Donald Trump loves conspiracy theories, but hates when people accurately report things he says.
Donald Trump loves conspiracy theories, but hates when people accurately report things he says.
Chuck Burton/ASSOCIATED PRESS

WASHINGTON -- The presumptive Republican nominee for president implied Wednesday that he was right all along to suggest President Barack Obama sympathizes with Islamic terrorists.

Donald Trump, who has long promoted the false conspiracy theory that Obama was born in Kenya, tweeted Wednesday that he was right to raise the possibility a few days ago that Obama secretly sympathizes with radical Muslim terrorists.

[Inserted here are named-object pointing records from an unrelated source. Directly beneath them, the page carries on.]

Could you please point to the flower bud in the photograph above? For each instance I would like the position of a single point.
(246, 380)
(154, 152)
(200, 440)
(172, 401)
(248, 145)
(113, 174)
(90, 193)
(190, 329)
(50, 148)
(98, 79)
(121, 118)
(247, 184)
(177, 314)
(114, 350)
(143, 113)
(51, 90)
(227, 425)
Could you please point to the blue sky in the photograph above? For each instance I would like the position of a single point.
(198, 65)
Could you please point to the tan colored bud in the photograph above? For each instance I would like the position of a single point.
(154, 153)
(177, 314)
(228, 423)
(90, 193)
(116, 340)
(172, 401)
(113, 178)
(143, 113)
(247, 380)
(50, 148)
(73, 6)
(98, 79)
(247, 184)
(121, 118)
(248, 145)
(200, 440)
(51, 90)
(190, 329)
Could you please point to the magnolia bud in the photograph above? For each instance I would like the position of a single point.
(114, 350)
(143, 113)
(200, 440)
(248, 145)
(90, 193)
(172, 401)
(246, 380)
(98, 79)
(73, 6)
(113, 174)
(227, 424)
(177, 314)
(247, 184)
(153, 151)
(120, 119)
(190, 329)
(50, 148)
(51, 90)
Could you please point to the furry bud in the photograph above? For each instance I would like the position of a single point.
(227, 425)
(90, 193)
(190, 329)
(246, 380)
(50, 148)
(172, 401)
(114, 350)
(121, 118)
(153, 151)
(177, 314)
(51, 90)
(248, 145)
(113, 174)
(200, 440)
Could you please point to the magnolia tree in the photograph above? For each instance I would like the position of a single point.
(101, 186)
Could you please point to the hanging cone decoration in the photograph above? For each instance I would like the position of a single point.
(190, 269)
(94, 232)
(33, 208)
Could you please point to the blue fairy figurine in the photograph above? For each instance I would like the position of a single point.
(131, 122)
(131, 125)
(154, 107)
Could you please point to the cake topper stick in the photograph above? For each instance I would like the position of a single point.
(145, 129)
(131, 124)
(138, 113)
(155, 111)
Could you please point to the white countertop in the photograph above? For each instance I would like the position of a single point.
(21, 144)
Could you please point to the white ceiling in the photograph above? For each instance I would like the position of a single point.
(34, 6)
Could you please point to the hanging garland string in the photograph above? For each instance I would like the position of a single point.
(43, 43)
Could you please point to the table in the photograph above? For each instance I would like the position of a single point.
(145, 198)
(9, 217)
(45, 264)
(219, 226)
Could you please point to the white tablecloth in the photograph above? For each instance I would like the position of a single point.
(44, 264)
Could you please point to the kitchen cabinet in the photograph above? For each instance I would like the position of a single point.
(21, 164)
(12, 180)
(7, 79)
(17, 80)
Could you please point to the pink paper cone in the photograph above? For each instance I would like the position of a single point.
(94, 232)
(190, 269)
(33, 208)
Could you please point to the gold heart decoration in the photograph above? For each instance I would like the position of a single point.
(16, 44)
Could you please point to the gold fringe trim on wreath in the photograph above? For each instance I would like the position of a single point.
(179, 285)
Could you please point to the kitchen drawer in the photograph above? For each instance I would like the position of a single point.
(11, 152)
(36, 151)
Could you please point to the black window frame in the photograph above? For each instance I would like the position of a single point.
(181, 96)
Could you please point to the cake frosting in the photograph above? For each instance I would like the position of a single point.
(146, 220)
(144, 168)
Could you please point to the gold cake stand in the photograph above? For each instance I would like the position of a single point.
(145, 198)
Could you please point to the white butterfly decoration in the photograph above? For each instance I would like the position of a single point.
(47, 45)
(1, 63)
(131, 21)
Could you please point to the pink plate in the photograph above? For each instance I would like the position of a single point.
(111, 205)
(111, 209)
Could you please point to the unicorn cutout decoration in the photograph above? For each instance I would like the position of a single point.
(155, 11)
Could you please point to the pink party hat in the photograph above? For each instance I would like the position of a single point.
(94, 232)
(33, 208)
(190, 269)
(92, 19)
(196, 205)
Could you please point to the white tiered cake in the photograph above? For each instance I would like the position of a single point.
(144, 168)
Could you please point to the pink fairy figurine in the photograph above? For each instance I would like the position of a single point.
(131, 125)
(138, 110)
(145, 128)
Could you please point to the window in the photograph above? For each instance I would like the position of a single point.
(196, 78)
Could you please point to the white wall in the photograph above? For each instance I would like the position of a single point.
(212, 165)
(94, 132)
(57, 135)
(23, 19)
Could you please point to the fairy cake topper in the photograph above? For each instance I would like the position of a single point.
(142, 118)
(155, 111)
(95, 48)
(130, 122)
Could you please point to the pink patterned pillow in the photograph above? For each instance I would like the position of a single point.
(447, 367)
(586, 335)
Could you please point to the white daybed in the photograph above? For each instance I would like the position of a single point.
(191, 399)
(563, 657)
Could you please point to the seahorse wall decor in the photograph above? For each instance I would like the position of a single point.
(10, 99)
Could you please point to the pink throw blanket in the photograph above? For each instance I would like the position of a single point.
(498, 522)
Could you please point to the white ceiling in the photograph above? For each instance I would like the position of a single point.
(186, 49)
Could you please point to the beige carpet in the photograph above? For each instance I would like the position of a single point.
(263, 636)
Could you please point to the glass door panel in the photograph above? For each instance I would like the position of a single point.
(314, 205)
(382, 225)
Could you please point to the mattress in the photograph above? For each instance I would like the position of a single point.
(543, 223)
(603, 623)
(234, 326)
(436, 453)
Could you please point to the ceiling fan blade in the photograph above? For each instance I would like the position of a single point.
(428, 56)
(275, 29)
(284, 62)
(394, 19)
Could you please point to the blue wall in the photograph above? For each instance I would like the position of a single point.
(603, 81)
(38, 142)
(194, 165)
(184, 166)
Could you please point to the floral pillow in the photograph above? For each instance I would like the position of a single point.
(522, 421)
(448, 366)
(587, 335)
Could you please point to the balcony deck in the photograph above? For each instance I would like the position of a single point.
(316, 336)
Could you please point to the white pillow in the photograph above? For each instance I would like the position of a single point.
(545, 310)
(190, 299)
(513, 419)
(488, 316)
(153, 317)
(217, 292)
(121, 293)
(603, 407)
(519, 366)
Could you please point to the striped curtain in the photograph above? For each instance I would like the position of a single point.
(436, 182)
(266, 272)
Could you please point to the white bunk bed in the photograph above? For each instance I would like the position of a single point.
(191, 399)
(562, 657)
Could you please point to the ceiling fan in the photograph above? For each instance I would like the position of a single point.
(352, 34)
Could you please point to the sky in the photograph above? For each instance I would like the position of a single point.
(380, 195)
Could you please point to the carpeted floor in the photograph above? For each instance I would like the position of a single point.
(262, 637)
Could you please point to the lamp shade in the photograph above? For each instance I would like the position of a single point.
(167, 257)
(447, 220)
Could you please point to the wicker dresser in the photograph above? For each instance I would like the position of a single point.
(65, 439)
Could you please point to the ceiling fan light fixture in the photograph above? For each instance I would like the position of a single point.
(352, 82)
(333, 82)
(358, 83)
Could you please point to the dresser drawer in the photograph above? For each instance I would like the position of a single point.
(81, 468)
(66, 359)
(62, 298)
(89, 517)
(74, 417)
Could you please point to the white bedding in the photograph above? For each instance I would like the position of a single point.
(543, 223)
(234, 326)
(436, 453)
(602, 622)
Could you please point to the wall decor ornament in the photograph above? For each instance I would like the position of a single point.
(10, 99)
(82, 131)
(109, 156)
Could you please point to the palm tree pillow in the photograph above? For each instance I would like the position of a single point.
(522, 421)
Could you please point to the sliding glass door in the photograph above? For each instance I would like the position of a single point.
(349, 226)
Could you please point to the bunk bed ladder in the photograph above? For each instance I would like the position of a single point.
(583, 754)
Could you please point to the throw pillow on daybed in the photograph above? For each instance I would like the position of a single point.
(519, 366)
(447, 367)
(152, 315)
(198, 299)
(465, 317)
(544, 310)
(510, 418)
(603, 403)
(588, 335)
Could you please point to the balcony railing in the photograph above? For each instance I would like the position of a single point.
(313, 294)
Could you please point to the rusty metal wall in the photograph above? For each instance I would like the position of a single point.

Trump's tweet reads: "An: Media fell all over themselves criticizing what DonaldTrump 'may have insinuated about @POTUS.' But he's right." (It's not clear what "An" means. Also, Trump seems to be referring to himself in the third person here, not quoting someone else.)

The tweet also includes a link to a story by the Trump-cheerleading site Breitbart. That story claims that a document obtained by Judicial Watch shows that the Obama administration supported the work of al Qaeda in Iraq -- a predecessor to the self-described Islamic State militant group -- as an opponent of Syrian dictator Bashar Assad.

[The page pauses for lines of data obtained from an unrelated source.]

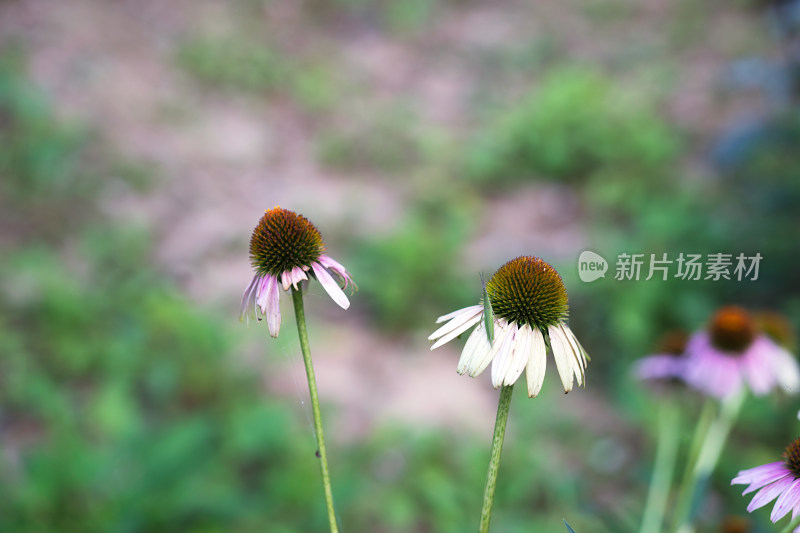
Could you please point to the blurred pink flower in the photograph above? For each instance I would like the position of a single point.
(732, 354)
(779, 480)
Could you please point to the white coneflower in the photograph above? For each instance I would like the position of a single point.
(284, 249)
(529, 310)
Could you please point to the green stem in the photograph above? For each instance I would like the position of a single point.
(708, 456)
(299, 312)
(664, 465)
(503, 406)
(683, 499)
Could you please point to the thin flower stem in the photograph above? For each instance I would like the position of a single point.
(683, 499)
(503, 406)
(664, 465)
(709, 453)
(297, 297)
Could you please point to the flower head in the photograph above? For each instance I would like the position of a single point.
(732, 352)
(668, 364)
(528, 310)
(284, 249)
(779, 480)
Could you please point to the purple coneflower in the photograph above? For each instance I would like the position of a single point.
(529, 307)
(668, 365)
(779, 480)
(284, 249)
(732, 353)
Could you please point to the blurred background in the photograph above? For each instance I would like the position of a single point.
(141, 141)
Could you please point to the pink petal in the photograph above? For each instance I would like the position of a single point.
(335, 267)
(249, 299)
(769, 493)
(263, 293)
(330, 286)
(761, 475)
(786, 501)
(455, 323)
(466, 310)
(273, 305)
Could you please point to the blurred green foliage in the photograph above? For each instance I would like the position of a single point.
(574, 125)
(412, 274)
(122, 408)
(248, 65)
(385, 142)
(232, 63)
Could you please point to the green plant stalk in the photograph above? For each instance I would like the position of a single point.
(503, 406)
(664, 465)
(708, 455)
(299, 312)
(683, 498)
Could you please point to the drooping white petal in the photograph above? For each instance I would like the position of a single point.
(479, 364)
(453, 333)
(263, 292)
(562, 353)
(330, 285)
(537, 363)
(522, 348)
(336, 268)
(476, 347)
(467, 310)
(455, 323)
(249, 300)
(296, 276)
(502, 360)
(273, 305)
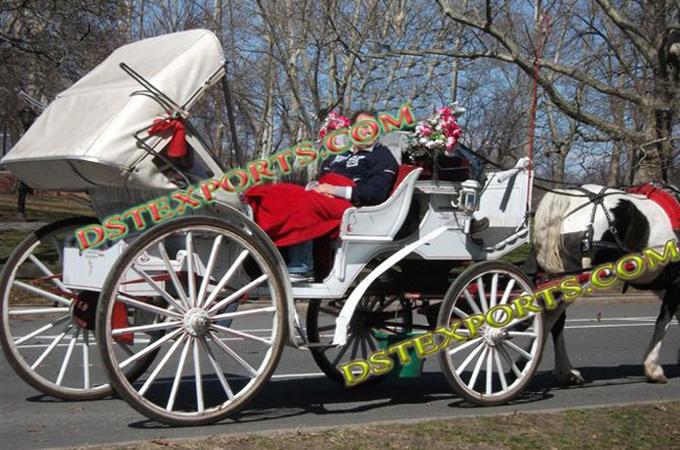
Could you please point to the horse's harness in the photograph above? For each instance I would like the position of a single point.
(588, 243)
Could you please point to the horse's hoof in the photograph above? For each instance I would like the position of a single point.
(658, 379)
(571, 378)
(656, 375)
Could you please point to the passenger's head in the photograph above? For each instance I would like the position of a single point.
(362, 114)
(359, 115)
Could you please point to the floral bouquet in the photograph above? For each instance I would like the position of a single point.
(440, 132)
(334, 121)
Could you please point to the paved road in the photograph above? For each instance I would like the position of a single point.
(608, 352)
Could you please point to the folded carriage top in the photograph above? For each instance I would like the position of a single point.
(86, 136)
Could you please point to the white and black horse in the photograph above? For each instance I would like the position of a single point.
(581, 228)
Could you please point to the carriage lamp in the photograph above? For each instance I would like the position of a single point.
(468, 195)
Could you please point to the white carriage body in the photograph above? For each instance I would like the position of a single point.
(93, 137)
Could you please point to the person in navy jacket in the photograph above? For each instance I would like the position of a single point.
(372, 168)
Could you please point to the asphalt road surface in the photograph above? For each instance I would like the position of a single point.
(606, 342)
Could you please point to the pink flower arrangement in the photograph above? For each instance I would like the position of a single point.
(334, 121)
(438, 133)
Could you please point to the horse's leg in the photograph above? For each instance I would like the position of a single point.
(564, 371)
(669, 306)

The Breitbart story doesn't actually appear to support Trump's claim, as The Guardian notes.

On Monday, in the wake of a mass shooting by a terrorist sympathizer in Orlando, Florida, that left 49 people dead, Trump implied that Obama himself was in cahoots with terrorists.

"Look, we're led by a man that either is not tough, not smart, or he's got something else in mind," Trump said on Fox News. "And the something else in mind -- you know, people can't believe it. People cannot, they cannot believe that President Obama is acting the way he acts and can't even mention the words 'radical Islamic terrorism.' There's something going on. It's inconceivable. There's something going on."

In a separate interview Monday, Trump declined to clarify what exactly he meant, saying only, "I'll let people figure that out for themselves."

Trump received a barrage of criticism for his baseless insinuation. Later, he seemed to deny having made it, growing incensed when The Washington Post reported that he had said the thing he said.

In response to the Post's writeup of his Monday remarks, Trump put the newspaper on his lengthy media blacklist. (The Huffington Post is already on the blacklist -- join us!)

So, to recap: Trump implied that the president sympathizes with terrorists. Then he said it was "phony and dishonest" to report that he'd said such a thing. Then, he suggested that his original comments were right all along.

Editor’s note: Donald Trump regularly incites political violence and is a serial liar, rampant xenophobe, racist, misogynist and birther who has repeatedly pledged to ban all Muslims -- 1.6 billion members of an entire religion -- from entering the U.S.